Traumatic iridodialysis is the result of an injury, typically blunt trauma that pulls the iris away from the ciliary body. The resulting deformity appears as a lens-shaped defect at the outer margin of the iris. Patients may present complaining of a “2nd pupil.” As the iris pulls away from the ciliary body, a small amount of bleeding may result. Look closely for associated traumatic hyphema.
Consider etiologies such as penetrating injury to the globe, scleral rupture, IO FB, and lens dislocation causing billowing of the iris.
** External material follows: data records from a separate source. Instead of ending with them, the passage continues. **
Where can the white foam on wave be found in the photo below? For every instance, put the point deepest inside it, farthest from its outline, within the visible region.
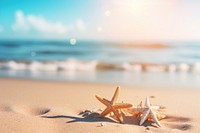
(76, 65)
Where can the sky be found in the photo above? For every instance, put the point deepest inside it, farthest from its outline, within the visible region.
(132, 20)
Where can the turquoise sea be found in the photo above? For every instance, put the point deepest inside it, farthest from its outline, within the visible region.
(177, 65)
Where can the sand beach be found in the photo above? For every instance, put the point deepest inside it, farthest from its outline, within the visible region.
(44, 106)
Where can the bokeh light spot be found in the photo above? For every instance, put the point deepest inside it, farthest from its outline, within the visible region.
(72, 41)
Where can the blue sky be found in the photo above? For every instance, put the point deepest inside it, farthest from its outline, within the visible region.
(100, 19)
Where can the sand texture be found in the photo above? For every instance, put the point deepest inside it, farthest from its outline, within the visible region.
(28, 106)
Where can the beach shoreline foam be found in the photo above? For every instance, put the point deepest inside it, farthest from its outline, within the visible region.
(44, 106)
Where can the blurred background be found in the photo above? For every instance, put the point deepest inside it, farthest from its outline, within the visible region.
(148, 43)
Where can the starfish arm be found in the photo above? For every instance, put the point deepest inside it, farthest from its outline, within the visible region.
(115, 96)
(153, 116)
(141, 109)
(118, 116)
(155, 107)
(144, 116)
(103, 100)
(122, 105)
(105, 112)
(147, 102)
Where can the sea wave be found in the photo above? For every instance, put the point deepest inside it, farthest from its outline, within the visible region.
(77, 65)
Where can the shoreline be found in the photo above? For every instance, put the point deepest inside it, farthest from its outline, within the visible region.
(46, 106)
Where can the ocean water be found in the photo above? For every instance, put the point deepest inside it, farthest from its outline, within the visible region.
(177, 65)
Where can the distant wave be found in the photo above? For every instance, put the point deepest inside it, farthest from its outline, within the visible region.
(77, 65)
(10, 45)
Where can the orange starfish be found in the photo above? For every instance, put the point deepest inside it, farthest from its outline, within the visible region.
(113, 106)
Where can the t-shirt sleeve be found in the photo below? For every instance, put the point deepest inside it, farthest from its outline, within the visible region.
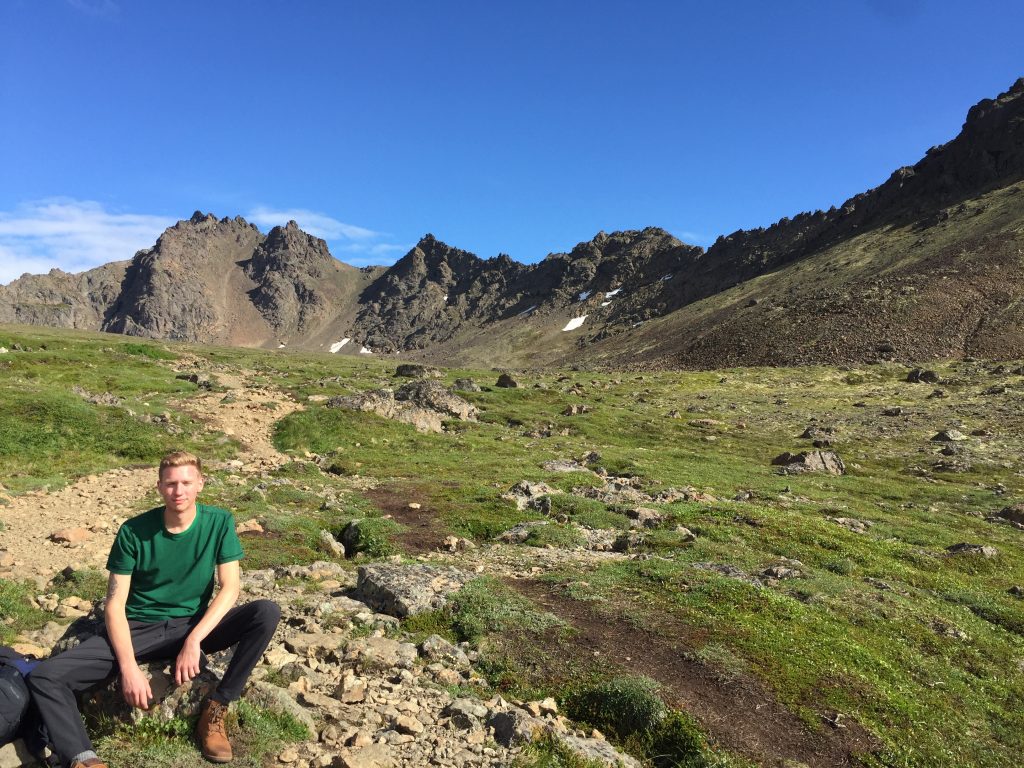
(124, 553)
(230, 548)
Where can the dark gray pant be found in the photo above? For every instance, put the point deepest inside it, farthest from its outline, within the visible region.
(55, 681)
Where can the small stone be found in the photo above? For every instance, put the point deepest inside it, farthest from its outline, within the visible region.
(549, 707)
(409, 725)
(973, 549)
(71, 536)
(249, 526)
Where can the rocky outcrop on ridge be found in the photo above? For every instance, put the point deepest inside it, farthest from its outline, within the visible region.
(61, 300)
(176, 290)
(435, 290)
(926, 264)
(290, 269)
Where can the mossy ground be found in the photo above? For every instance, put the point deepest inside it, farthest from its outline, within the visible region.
(930, 662)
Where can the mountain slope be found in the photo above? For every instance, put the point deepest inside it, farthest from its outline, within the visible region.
(928, 263)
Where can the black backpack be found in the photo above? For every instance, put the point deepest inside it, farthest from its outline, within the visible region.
(13, 692)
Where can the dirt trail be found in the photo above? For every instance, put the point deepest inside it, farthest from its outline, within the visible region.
(100, 503)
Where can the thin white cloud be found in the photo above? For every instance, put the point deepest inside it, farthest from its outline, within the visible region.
(318, 224)
(71, 235)
(353, 245)
(94, 7)
(694, 239)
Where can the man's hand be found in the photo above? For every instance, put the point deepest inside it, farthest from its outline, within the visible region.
(186, 666)
(135, 687)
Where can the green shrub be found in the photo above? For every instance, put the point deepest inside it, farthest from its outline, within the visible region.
(677, 742)
(560, 537)
(148, 350)
(621, 707)
(373, 538)
(485, 606)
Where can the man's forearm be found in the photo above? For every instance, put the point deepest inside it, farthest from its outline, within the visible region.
(222, 603)
(117, 627)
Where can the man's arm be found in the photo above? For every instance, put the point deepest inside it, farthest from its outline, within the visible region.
(134, 684)
(186, 666)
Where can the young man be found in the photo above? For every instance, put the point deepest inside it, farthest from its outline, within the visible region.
(158, 606)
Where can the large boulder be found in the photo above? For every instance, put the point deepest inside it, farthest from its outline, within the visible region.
(425, 404)
(416, 371)
(1013, 513)
(596, 751)
(407, 590)
(528, 495)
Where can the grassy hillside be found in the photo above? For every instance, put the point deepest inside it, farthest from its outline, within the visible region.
(879, 643)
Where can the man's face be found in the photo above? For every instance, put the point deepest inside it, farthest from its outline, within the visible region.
(178, 487)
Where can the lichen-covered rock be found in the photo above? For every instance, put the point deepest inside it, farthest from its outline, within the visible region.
(416, 371)
(425, 404)
(811, 461)
(597, 751)
(973, 549)
(527, 495)
(407, 590)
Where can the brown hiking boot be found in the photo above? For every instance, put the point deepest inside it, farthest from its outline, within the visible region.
(211, 732)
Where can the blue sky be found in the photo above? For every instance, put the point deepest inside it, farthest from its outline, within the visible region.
(520, 127)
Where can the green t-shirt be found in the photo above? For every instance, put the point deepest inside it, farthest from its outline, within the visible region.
(172, 573)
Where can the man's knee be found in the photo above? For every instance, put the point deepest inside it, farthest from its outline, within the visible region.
(266, 614)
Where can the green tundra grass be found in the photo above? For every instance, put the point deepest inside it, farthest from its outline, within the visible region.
(921, 648)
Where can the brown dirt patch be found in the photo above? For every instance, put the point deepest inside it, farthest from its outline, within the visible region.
(738, 713)
(424, 529)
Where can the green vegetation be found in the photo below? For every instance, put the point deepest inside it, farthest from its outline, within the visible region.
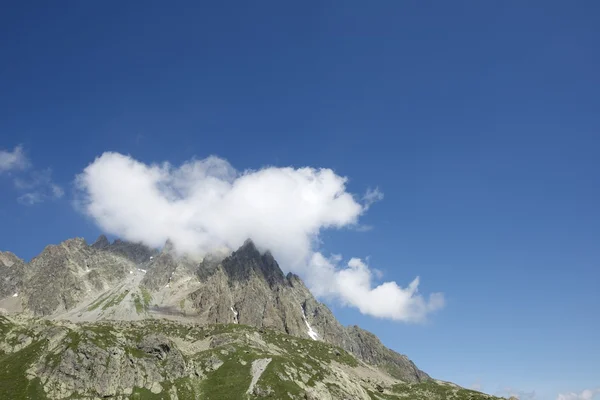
(13, 377)
(230, 381)
(221, 363)
(432, 390)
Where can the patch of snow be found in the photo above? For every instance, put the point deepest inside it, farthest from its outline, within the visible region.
(235, 314)
(313, 335)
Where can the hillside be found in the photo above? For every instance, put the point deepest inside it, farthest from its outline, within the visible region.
(123, 321)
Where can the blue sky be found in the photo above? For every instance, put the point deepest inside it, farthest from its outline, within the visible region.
(478, 120)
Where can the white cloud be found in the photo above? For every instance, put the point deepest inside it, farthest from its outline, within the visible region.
(587, 394)
(13, 160)
(477, 386)
(207, 204)
(353, 285)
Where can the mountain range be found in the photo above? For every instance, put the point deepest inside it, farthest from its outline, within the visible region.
(123, 320)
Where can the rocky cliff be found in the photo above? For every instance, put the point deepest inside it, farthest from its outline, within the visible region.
(123, 282)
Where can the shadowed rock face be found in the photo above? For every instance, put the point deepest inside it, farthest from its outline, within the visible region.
(12, 272)
(247, 287)
(247, 262)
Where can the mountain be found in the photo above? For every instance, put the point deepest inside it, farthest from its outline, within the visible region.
(121, 320)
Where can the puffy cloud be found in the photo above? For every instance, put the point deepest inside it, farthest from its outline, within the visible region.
(206, 204)
(13, 160)
(587, 394)
(353, 285)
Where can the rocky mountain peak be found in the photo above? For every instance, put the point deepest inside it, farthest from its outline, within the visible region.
(169, 247)
(248, 260)
(101, 243)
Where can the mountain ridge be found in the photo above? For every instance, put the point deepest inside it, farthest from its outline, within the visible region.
(127, 282)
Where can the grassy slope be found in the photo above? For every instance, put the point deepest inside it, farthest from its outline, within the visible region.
(232, 377)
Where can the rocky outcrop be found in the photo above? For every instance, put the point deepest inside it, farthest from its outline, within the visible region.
(130, 281)
(12, 273)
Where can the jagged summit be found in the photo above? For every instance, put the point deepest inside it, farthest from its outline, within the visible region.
(101, 243)
(169, 246)
(247, 261)
(130, 281)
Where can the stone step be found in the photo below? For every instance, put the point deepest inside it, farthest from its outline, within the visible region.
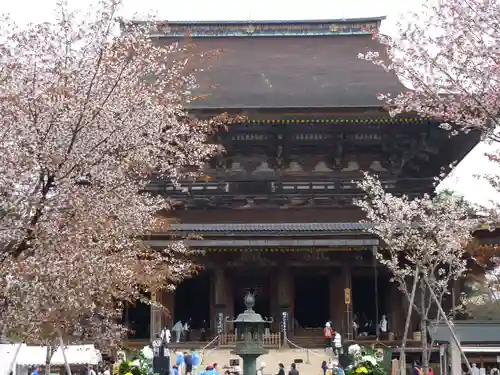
(311, 359)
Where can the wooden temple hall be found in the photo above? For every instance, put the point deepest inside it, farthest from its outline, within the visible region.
(275, 214)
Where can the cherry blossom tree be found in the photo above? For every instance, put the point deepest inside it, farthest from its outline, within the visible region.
(86, 116)
(424, 249)
(448, 53)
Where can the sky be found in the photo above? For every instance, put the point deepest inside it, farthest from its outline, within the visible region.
(462, 180)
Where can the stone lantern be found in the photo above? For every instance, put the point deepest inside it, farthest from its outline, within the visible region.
(249, 328)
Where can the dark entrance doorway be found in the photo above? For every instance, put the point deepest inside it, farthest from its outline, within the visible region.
(312, 302)
(192, 300)
(259, 285)
(367, 297)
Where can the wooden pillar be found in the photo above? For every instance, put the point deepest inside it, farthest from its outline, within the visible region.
(284, 296)
(220, 289)
(396, 311)
(348, 315)
(169, 305)
(160, 315)
(340, 311)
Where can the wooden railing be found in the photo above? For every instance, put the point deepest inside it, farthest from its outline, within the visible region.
(271, 339)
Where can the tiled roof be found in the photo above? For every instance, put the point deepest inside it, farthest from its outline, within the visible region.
(292, 72)
(271, 227)
(468, 332)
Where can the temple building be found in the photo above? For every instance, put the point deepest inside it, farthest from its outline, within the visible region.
(276, 215)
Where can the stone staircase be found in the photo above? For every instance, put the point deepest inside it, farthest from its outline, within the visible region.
(311, 359)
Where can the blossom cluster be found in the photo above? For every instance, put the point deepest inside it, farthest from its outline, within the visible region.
(86, 117)
(427, 235)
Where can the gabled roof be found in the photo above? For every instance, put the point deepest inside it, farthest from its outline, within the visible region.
(468, 332)
(270, 227)
(287, 64)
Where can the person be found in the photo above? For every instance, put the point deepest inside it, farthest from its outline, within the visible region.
(188, 362)
(165, 335)
(328, 334)
(324, 367)
(417, 369)
(178, 328)
(204, 329)
(260, 369)
(383, 324)
(187, 330)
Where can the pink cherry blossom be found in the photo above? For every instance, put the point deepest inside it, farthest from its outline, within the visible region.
(86, 116)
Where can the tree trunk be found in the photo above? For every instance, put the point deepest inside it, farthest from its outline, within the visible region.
(450, 327)
(63, 349)
(48, 357)
(423, 328)
(402, 354)
(12, 366)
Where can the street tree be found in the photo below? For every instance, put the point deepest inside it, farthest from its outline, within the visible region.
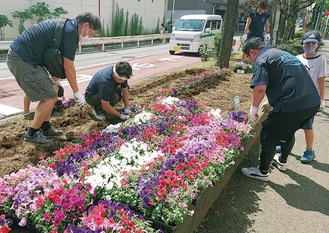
(228, 33)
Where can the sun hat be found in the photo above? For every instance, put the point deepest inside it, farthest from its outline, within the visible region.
(311, 36)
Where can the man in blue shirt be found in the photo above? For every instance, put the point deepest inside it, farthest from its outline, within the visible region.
(289, 90)
(257, 21)
(25, 62)
(106, 88)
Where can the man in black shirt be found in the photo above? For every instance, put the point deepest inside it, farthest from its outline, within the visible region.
(288, 88)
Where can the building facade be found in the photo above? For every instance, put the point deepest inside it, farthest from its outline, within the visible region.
(151, 11)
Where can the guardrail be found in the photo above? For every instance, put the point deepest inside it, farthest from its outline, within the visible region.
(124, 39)
(4, 45)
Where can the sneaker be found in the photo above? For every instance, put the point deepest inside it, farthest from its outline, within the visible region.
(254, 172)
(281, 166)
(37, 138)
(100, 117)
(308, 156)
(51, 132)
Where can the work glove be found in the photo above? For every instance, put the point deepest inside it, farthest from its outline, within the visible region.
(123, 117)
(266, 107)
(244, 37)
(60, 92)
(322, 105)
(253, 111)
(126, 111)
(267, 37)
(79, 99)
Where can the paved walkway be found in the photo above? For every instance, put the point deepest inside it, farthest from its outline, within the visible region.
(296, 200)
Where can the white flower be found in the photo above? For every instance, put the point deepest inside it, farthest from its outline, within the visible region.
(112, 128)
(170, 100)
(142, 118)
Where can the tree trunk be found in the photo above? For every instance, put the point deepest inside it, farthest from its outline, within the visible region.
(228, 33)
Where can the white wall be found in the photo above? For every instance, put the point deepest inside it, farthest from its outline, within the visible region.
(150, 11)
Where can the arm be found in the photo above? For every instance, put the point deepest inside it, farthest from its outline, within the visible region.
(322, 91)
(258, 95)
(246, 28)
(106, 106)
(71, 74)
(267, 26)
(125, 96)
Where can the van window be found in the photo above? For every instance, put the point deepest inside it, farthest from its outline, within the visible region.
(190, 25)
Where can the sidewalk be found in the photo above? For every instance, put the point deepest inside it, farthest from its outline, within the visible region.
(296, 200)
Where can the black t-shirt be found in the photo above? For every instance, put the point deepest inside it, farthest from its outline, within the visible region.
(35, 40)
(289, 86)
(103, 84)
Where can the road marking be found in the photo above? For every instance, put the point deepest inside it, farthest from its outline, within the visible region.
(170, 58)
(80, 79)
(6, 110)
(137, 66)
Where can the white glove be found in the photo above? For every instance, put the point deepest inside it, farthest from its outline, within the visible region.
(322, 105)
(58, 83)
(126, 111)
(253, 111)
(244, 37)
(267, 37)
(124, 117)
(266, 107)
(79, 99)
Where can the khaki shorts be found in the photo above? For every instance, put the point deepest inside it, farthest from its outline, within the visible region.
(34, 80)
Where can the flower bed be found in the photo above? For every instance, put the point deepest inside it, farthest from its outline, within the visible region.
(156, 164)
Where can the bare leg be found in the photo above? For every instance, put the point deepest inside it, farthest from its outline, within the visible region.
(27, 103)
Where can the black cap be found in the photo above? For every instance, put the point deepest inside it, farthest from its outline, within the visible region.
(312, 36)
(123, 68)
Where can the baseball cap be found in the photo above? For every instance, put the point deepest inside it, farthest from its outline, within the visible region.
(312, 36)
(122, 70)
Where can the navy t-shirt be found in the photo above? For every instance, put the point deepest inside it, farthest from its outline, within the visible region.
(35, 40)
(256, 27)
(289, 86)
(103, 84)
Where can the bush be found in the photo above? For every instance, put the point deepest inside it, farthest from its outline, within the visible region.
(292, 46)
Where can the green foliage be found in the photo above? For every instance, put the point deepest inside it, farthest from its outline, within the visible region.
(41, 11)
(134, 24)
(299, 34)
(4, 21)
(292, 46)
(59, 11)
(22, 16)
(218, 41)
(118, 21)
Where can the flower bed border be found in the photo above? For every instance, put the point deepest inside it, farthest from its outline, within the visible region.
(207, 199)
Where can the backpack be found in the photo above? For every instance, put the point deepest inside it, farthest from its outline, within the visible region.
(52, 58)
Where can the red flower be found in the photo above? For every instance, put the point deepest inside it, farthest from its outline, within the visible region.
(5, 229)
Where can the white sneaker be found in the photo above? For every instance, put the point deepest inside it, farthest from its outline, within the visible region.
(278, 164)
(100, 117)
(254, 172)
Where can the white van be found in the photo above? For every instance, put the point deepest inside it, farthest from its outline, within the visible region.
(192, 32)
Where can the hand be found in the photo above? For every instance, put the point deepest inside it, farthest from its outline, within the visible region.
(253, 111)
(244, 37)
(266, 107)
(322, 105)
(79, 99)
(126, 111)
(58, 83)
(124, 117)
(267, 37)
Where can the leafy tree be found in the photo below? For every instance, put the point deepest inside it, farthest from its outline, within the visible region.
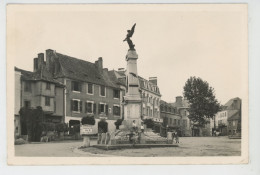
(202, 102)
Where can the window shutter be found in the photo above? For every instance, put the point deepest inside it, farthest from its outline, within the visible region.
(71, 102)
(80, 106)
(94, 108)
(106, 109)
(72, 85)
(99, 108)
(114, 110)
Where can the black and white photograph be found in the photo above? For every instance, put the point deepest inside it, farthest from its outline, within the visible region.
(127, 84)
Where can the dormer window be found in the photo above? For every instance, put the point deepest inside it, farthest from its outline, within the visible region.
(75, 86)
(90, 88)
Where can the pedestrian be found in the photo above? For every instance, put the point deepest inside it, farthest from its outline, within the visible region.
(142, 127)
(134, 126)
(177, 137)
(173, 136)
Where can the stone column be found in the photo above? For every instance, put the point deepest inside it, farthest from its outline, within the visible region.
(132, 99)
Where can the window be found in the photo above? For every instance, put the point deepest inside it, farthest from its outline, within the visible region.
(116, 93)
(27, 86)
(75, 86)
(103, 108)
(90, 88)
(27, 104)
(76, 105)
(47, 101)
(89, 107)
(184, 123)
(116, 110)
(102, 91)
(48, 86)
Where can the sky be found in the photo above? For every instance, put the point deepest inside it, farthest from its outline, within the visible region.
(173, 42)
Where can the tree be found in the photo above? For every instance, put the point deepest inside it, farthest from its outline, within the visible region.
(118, 123)
(202, 102)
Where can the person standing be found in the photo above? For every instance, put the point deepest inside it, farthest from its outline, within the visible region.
(142, 127)
(134, 126)
(177, 137)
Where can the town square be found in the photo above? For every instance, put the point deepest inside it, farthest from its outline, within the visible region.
(129, 88)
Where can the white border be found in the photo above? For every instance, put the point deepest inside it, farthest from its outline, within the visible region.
(254, 102)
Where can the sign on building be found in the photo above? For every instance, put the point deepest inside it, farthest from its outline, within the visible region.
(86, 130)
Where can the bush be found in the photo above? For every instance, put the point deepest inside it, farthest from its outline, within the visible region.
(47, 126)
(118, 123)
(88, 120)
(102, 126)
(149, 123)
(19, 141)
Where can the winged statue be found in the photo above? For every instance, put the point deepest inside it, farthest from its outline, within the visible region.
(128, 36)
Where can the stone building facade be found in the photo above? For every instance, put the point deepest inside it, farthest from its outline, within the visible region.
(37, 88)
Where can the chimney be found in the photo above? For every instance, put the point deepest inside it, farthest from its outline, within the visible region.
(49, 60)
(99, 64)
(236, 104)
(121, 70)
(40, 60)
(35, 64)
(179, 101)
(153, 80)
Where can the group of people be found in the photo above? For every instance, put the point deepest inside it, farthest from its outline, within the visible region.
(175, 136)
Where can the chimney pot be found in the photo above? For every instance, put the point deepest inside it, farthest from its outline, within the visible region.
(153, 80)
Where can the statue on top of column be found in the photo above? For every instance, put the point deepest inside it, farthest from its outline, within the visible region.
(128, 36)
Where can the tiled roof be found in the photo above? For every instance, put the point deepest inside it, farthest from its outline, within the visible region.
(82, 70)
(39, 75)
(229, 104)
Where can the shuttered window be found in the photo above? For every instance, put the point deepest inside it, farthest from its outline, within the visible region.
(76, 105)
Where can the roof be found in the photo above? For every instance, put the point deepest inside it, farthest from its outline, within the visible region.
(144, 84)
(82, 70)
(40, 75)
(229, 104)
(235, 116)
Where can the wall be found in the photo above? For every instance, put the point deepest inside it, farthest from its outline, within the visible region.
(59, 100)
(17, 93)
(83, 96)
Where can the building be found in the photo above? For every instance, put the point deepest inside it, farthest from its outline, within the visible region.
(38, 88)
(150, 95)
(181, 107)
(90, 88)
(227, 120)
(172, 120)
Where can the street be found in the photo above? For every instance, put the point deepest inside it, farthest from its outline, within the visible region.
(189, 146)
Management and Disposition
A remote traumatic iridodialysis requires no specific treatment in the emergency department. Recent history of ocular trauma should prompt a diligent slit-lamp examination for associated hyphema or lens dislocation. If hyphema is present, treat it as discussed (see “Hyphema”). Refer cases of iridodialysis for specialty consultation to exclude other injuries; if the defect is large enough to result in monocular diplopia, surgical repair may be necessary.
The examination should carefully exclude posterior chamber pathology and hyphema. Consider bedside ultrasonography to rule out posterior pole injuries (retinal detachment, vitreous hemorrhage, lens dislocation, or FB).
Carefully review the history to exclude penetrating trauma. If the history is unclear, CT scan may be used to exclude the presence of IO FB.
A careful examination includes searching for associated lens dislocation.
Traumatic Iridodialysis. The iris has pulled away from the ciliary body as a result of blunt trauma. A traumatic cataract is also seen. The rosette pattern is classically seen after contusion injuries. It is due to separation of lens fibers around lens sutures. (Used with permission from Brice Critser, CRA, The University of Iowa and EyeRounds.org.)